Poi, dopo la sberla del vantaggio fidardense, il Teramo si è ridestato ed ha chiuso, com’è logico che fosse, i marchigiani nella propria area. Pomante ha, a disposizione, un organico di categoria superiore e deve essere bravo a gestire l’approccio mentale e tattico delle diverse situazioni.
Il Teramo è una squadra che deve giocare per vincere, attaccando, soprattutto quando incontra, con tutto il rispetto, una squadra che ha un organico modesto e 33 (ora 36) punti in meno.
La città e la società non vedono l’ora di abbandonare, ancora una volta, con il dovuto rispetto, questa categoria e il calcio dilettantistico. Quattro anni di inferno e purgatorio possonobastare. Quest’anno, il Presidente Di Antonio ha fatto le cose in grande: Angiulli, Carpani, Njambé, Alessandretti, Bruni, Pietrantonio, Pavone, Mariani sono un lusso in questa categoria. Un lusso oneroso.
Ieri, il miglior in campo è stato Angiulli, seguito da Salustri, autore del sesto assist della sua stagione, un 2007 d’oro, pescato, e vorrei sapere da chi, in terra marsicana.
Pareggio a reti bianche per igiallorossi del presidente Mucciconiche, in attesa del derby, avrebbero potuto superare il buon Senigallia con un po’ più di fortuna e una maggiore precisione. Una squadra che stenta nella fase realizzativa, ma che ha trovato un maggiore equilibrio difensivo.
Pareggio importante del Notaresco al Del Duca di Ascoli Piceno, contro l’Atletico. La formazione del presidente Di Battista non finisce di stupirci. Quinta posizione e trentaquattro punti in classifica. Tanta roba, con tanta bravura ed oculatezza. Il Chieti, contro il Sora, ha deciso di invertire la rotta. Sotto di due reti ha poi vinto per 3 a 2.
Nel campionato di Eccellenza, la Sant supera agevolmente il Sambuceto, non nel risultato (2 a 1), ma nelle occasioni avute e, in buona parte, fallite. Stesso risultato per il Lanciano, che supera, con un po’ di fatica, la buona Torrese.

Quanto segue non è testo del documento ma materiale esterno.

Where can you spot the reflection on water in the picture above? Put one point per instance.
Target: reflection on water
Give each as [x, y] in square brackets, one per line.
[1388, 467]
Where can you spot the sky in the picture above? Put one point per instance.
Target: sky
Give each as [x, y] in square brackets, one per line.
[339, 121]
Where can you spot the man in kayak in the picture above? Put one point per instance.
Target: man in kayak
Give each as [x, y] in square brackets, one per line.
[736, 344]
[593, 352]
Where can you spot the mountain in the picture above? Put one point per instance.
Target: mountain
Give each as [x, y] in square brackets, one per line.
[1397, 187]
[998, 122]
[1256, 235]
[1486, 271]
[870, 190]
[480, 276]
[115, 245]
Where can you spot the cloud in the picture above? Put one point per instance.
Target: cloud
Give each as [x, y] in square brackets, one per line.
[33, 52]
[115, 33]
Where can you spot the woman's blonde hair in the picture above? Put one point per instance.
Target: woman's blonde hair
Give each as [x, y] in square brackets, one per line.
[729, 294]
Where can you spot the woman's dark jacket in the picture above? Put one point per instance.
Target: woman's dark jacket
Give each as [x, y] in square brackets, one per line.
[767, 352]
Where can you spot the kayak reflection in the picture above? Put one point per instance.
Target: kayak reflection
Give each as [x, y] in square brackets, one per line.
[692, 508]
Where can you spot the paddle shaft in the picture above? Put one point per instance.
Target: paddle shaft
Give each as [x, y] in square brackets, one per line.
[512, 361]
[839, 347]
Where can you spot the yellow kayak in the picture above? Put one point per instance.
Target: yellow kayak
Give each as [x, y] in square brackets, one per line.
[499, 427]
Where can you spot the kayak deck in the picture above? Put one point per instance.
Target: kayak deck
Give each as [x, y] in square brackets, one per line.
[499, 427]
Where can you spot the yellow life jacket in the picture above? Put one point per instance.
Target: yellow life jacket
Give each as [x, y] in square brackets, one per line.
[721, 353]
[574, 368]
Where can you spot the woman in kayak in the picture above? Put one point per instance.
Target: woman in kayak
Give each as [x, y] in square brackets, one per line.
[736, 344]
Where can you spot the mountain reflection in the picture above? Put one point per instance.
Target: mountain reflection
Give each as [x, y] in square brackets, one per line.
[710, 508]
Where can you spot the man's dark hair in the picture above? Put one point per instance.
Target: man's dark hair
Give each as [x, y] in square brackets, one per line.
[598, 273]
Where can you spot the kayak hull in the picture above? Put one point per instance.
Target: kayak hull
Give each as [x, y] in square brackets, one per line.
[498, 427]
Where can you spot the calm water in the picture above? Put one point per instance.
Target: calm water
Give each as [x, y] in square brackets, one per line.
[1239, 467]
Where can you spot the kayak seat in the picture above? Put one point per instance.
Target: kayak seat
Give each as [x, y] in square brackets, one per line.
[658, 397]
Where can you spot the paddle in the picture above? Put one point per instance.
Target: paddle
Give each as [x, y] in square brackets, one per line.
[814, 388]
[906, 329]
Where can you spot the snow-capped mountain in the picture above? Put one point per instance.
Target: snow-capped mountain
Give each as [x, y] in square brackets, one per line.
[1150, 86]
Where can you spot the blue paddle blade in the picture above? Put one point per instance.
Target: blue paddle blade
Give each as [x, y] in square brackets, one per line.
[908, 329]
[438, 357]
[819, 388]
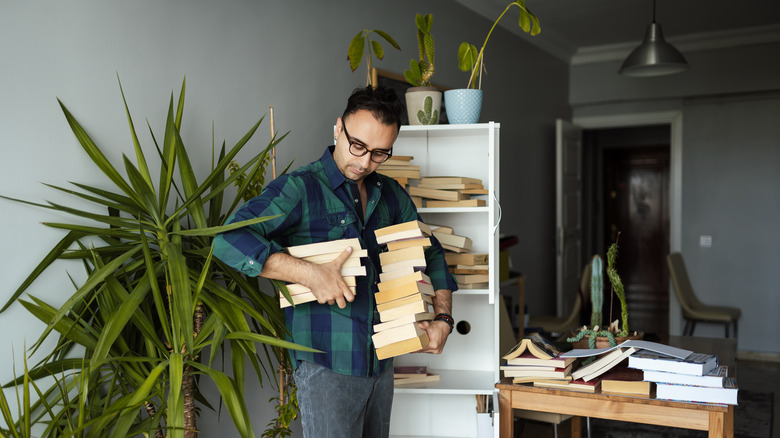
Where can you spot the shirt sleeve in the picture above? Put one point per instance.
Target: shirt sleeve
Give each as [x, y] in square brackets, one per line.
[246, 249]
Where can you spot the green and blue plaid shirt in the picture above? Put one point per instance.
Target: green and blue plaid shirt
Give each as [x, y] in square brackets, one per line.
[317, 203]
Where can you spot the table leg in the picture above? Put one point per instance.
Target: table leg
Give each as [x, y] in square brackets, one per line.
[506, 425]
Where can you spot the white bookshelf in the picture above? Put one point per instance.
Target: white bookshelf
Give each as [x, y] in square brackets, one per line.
[469, 365]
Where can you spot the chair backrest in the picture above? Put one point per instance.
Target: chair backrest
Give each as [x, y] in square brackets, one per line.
[681, 282]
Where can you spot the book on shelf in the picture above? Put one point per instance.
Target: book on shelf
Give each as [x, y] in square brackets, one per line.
[466, 258]
[602, 364]
[413, 276]
[451, 204]
[527, 358]
[471, 278]
[443, 195]
[571, 385]
[409, 299]
[300, 298]
[531, 371]
[405, 319]
[438, 180]
[418, 306]
[714, 378]
[403, 347]
[396, 334]
[400, 255]
[469, 269]
[702, 394]
[410, 288]
[406, 230]
[535, 344]
[624, 380]
[423, 242]
[462, 243]
[332, 246]
[697, 364]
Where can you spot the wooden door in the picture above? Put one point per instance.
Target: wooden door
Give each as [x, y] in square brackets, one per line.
[636, 183]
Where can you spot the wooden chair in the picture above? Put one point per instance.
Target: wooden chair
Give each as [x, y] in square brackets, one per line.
[693, 309]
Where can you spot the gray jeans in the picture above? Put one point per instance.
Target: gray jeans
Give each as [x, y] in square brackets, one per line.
[335, 405]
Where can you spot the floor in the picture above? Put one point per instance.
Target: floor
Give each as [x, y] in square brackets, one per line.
[751, 375]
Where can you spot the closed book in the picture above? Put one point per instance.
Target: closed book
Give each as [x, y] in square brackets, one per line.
[714, 378]
[624, 380]
[400, 255]
[697, 364]
[401, 244]
[466, 259]
[602, 364]
[523, 371]
[332, 246]
[407, 309]
[571, 385]
[396, 334]
[409, 299]
[456, 204]
[403, 347]
[406, 319]
[413, 288]
[416, 264]
[438, 180]
[703, 394]
[414, 276]
[444, 195]
[528, 358]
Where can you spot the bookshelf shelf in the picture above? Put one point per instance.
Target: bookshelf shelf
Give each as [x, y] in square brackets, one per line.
[468, 367]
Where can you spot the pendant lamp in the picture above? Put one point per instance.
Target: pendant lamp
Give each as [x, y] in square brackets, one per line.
[654, 57]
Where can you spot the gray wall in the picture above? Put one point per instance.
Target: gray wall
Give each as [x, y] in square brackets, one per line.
[730, 101]
[239, 57]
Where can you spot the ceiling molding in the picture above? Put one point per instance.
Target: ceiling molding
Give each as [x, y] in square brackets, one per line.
[686, 43]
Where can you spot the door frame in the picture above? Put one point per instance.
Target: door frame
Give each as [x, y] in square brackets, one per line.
[674, 119]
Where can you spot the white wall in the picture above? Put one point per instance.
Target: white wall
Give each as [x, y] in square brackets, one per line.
[239, 57]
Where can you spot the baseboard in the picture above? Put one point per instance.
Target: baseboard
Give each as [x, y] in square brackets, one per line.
[759, 356]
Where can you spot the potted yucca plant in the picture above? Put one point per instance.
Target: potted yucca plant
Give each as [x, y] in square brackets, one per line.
[131, 340]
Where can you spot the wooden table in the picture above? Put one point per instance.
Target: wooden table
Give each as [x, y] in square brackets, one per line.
[717, 419]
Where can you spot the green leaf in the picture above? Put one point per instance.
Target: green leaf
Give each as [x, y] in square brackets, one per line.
[355, 50]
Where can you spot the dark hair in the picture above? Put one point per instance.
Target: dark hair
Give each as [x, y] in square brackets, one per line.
[381, 101]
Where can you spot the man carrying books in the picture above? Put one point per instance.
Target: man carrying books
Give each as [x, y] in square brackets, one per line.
[344, 391]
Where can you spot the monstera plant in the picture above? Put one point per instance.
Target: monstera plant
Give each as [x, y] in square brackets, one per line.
[146, 328]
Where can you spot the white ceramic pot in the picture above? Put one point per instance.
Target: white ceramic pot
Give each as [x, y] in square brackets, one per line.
[423, 105]
[463, 105]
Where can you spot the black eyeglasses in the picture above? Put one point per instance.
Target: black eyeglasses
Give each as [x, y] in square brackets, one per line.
[359, 150]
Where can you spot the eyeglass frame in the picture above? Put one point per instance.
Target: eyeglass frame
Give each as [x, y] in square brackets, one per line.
[352, 143]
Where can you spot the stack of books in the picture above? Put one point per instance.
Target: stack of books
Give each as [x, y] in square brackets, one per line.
[696, 378]
[324, 252]
[404, 295]
[400, 169]
[535, 359]
[449, 191]
[409, 375]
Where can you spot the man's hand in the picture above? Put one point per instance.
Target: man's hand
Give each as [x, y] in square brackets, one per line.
[438, 332]
[328, 285]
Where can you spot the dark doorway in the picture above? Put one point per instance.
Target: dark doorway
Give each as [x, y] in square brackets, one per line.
[630, 184]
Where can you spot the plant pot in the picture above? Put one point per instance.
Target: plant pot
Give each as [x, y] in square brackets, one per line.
[463, 105]
[423, 105]
[603, 341]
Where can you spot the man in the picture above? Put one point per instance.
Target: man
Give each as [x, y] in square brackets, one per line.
[345, 391]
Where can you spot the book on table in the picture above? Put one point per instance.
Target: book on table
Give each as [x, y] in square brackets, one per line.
[697, 364]
[602, 364]
[535, 344]
[624, 380]
[714, 378]
[702, 394]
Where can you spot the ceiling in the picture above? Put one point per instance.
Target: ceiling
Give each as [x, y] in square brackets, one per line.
[579, 30]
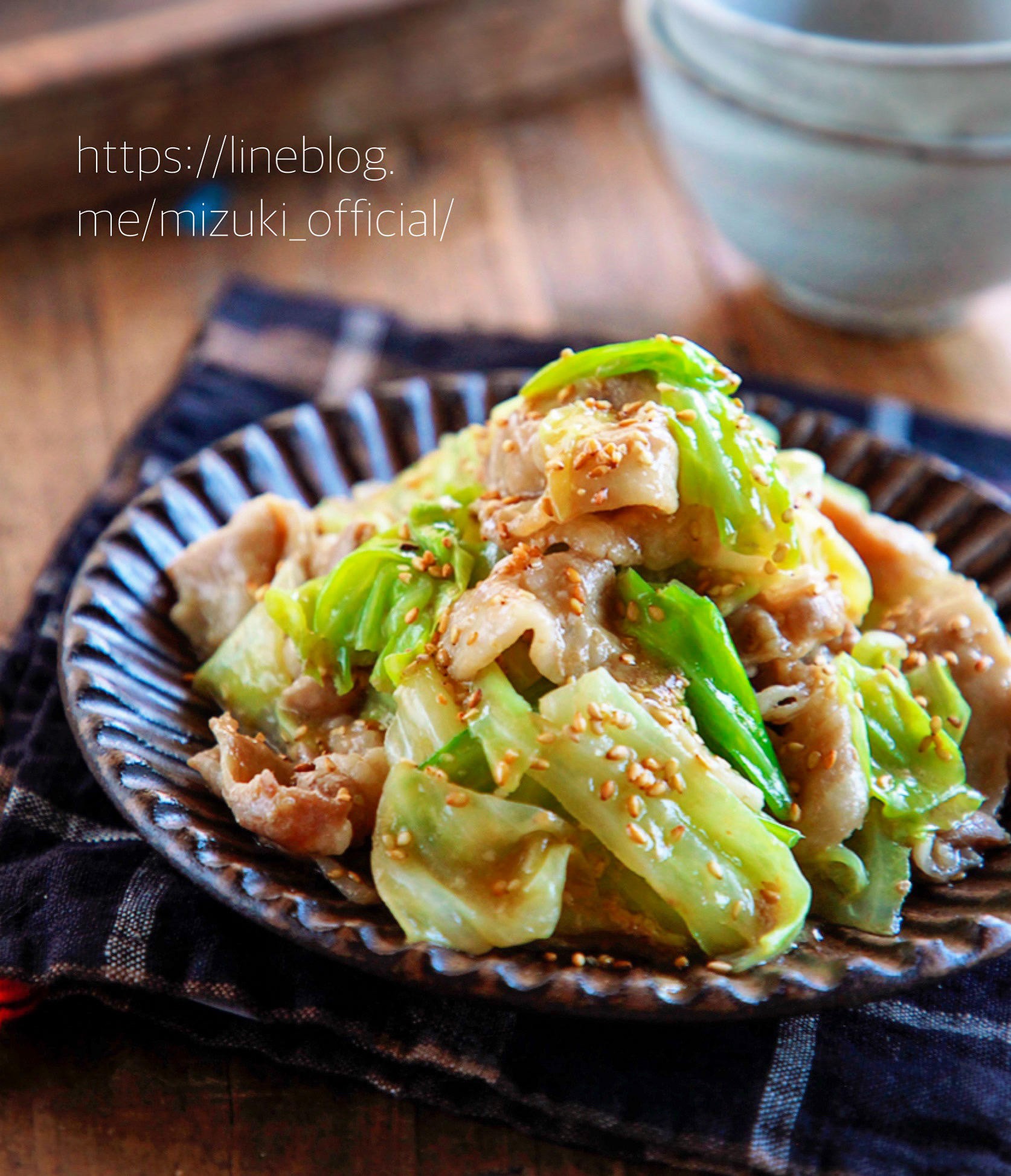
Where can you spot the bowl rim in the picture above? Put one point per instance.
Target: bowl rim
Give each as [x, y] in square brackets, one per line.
[655, 40]
[823, 46]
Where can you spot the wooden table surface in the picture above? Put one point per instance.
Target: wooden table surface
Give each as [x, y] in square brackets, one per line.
[562, 220]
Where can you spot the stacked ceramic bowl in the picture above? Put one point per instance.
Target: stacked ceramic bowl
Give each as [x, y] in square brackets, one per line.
[858, 151]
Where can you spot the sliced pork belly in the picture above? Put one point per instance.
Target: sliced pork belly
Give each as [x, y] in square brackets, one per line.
[310, 809]
[941, 613]
[560, 600]
[818, 759]
[217, 577]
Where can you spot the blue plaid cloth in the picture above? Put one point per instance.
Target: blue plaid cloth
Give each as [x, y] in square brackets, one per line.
[919, 1085]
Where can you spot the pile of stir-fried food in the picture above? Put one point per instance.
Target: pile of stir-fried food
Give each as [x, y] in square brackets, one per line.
[609, 669]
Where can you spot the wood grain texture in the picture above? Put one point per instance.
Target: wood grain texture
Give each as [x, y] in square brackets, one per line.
[85, 1091]
[563, 220]
[269, 73]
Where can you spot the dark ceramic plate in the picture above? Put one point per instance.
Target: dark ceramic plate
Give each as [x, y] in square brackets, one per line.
[125, 684]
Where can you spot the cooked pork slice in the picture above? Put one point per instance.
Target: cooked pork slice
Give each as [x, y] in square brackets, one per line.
[218, 576]
[577, 463]
[308, 809]
[820, 760]
[559, 599]
[797, 613]
[515, 463]
[942, 613]
[948, 855]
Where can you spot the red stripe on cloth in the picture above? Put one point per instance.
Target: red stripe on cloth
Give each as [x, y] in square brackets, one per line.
[16, 1000]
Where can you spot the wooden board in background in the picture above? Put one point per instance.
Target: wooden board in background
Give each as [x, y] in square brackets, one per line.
[268, 72]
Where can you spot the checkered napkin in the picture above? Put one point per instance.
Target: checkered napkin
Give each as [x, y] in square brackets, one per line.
[917, 1085]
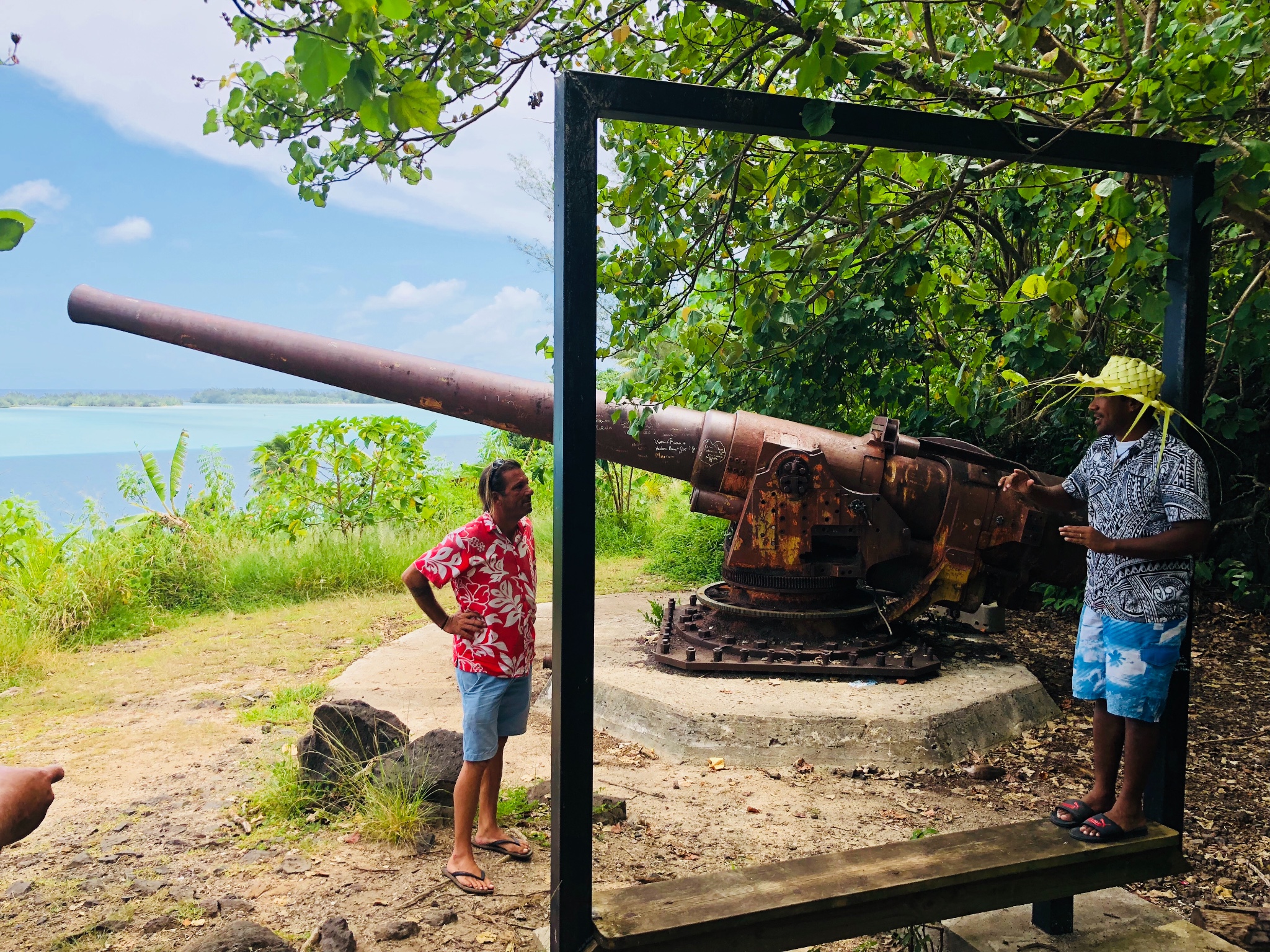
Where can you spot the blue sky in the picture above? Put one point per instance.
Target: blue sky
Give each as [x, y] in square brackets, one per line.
[103, 146]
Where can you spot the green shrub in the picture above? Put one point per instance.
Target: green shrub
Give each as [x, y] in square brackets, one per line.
[689, 546]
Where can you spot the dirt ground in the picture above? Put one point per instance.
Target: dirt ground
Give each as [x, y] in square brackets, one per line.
[162, 757]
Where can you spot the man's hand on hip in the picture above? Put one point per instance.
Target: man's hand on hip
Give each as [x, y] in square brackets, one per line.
[1089, 537]
[465, 625]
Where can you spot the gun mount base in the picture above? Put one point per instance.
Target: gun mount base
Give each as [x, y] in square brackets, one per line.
[718, 632]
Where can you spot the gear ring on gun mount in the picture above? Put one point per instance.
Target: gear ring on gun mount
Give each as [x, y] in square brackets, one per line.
[724, 632]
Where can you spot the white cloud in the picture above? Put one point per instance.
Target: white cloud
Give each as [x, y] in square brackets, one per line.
[133, 229]
[133, 61]
[25, 195]
[406, 296]
[498, 337]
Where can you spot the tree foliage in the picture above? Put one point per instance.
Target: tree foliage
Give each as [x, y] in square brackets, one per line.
[830, 283]
[345, 474]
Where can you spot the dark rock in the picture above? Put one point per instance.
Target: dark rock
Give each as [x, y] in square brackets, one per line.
[334, 936]
[540, 791]
[607, 810]
[242, 936]
[294, 865]
[347, 731]
[258, 856]
[391, 932]
[436, 918]
[432, 760]
[159, 923]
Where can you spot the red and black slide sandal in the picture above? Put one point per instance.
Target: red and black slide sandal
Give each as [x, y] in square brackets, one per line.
[1078, 809]
[1108, 831]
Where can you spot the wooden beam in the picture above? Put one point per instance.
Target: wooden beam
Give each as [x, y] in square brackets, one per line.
[861, 891]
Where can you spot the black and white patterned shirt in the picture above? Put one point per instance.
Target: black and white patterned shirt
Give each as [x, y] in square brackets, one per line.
[1129, 499]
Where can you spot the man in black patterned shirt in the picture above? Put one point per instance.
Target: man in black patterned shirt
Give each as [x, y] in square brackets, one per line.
[1147, 500]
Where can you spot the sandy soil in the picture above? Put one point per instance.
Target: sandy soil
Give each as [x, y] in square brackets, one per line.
[146, 824]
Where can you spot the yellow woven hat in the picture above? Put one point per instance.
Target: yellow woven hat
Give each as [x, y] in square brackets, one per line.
[1128, 377]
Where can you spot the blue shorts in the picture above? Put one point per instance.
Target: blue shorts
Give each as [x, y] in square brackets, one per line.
[1127, 663]
[493, 708]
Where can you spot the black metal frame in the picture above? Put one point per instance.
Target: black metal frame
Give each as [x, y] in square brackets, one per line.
[580, 100]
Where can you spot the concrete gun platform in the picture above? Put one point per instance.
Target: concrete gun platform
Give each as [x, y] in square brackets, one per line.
[1108, 920]
[757, 721]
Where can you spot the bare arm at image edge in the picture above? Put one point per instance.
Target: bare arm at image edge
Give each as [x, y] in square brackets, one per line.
[25, 795]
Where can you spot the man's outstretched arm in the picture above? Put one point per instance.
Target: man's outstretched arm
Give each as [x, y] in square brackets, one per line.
[1181, 539]
[1046, 496]
[25, 795]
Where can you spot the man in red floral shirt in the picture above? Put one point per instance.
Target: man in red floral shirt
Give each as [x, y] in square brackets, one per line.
[491, 563]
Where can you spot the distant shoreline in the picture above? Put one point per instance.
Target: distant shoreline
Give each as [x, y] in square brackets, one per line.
[214, 395]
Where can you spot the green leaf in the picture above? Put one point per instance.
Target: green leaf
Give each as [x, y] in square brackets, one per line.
[360, 84]
[1106, 187]
[1119, 205]
[415, 107]
[151, 467]
[322, 64]
[1153, 306]
[11, 234]
[818, 117]
[1034, 286]
[1060, 291]
[20, 218]
[982, 61]
[178, 464]
[374, 115]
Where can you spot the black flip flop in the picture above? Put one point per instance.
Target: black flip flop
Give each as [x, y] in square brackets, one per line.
[1110, 832]
[454, 878]
[499, 845]
[1078, 809]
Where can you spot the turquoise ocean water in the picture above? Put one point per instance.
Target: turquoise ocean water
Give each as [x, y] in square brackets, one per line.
[59, 456]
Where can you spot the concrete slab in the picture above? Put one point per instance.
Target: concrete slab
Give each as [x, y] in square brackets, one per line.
[1108, 920]
[758, 721]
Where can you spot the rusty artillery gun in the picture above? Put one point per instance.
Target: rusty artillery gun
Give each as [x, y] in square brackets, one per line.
[836, 539]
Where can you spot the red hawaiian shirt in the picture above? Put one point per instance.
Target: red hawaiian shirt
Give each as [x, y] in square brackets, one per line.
[497, 578]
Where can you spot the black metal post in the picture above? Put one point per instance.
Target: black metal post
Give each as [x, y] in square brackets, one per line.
[1183, 363]
[573, 617]
[1054, 917]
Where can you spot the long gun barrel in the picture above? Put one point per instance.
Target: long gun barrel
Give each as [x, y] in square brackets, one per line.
[492, 399]
[813, 509]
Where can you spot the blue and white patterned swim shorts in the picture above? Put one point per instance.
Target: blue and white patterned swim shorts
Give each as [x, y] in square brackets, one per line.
[1127, 663]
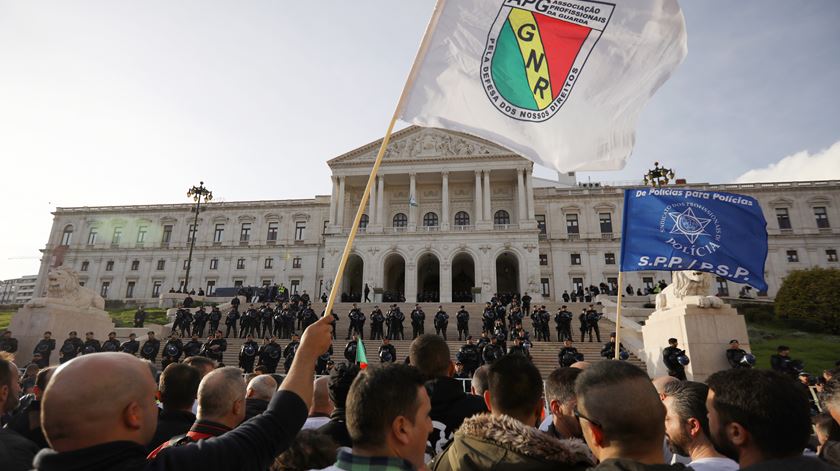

Il campionato di Eccellenza di quest’anno è molto diverso da quello degli anni precedenti. Non ci sono squadroni senza appello. Può accadere, com’è già accaduto, con la prima in classifica possa perdere contro l’ultima. Certo è che la Sant e il Lanciano hanno qualcosa in più delle altre, seguite dall’Angolana. Dietro di loro, ogni partita è un rebus.
Ieri, il Pontevomano, a riprova delle nostre convinzioni, ha agevolmente battuto il Bacigalupo Vasto per due a zero, grazie a Ferrini e D’Orazio. I gialloneri, che a nostro avviso hanno un organico attrezzato per la categoria, hanno ampiamente meritato di vincere.
Brutta sconfitta del Montorio a Celano, maturata nella seconda parte della gara. I montoriesi, d’ora in avanti, dovranno iniziare a cambiare rotta, approdando ad una certa continuità di risultati.
Bella vittoria del Mosciano, contro un’Ovidiana imbottita di qualche buon giocatore, inerme dinanzi alla furia dei giallorossi, che ora stazionano in quarta posizione.